In an earlier post, I shared some pics from our trip to Lindsborg, Kansas. While there, we also toured a flour mill built in 1898 that, for a couple of days each year, is cleaned up and turned on! Amazing.
Below is an advertisement from The Lindsborg News-Record of the Old Mill announcing their annual event, Millfest.
They even dressed the part and gave us a fabulous tour of their mill.
It was especially exciting touring this mill because for the most part, it’s a carbon copy (well, inside at least) of my J.C. Barron Flour Mill, located in Oakesdale, Washington.
I purchased the mill from Joe Barron with the promise to do my best to preserve his history and its legacy.
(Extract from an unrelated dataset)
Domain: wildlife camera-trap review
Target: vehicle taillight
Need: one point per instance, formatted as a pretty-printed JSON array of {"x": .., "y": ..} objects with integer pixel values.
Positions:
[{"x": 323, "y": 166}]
He was a third-generation miller. (We met and worked together while I was working on my organic backpacking food line.) My mill was moved by rail car to its current location from Pennsylvania in 1906 by Joseph’s grandfather, but was built around the same time as the Smoky Valley Roller Mill, 1889.
The main difference between our two historic monuments (both are registered on the National Registry of Historic Places) is the outside of mine was built with wood, and theirs with brick. The brick has helped immensely to preserve their mill.
The outside of the mill in Kansas.
My mill, made out of wood, in Oakesdale, Washington.
Inside of the mill in Kansas. All shined up and rollin’!
Inside the J.C. Barron Flour Mill.
July 20, 2013, we are going to celebrate the lasting legacy of the J.C. Barron Flour Mill at Old Mill Days in Oakesdale. There will be a parade, run, food, games, vendors, music, crafts, and a beer garden. And the fun doesn’t stop there! You’ll have loads of fun attending the street show, participating in the landmark tours, showing off your car or tractor at the car and tractor show, and sinkin’ hoops at the Masonic Hall 3-on-3 basketball tournament.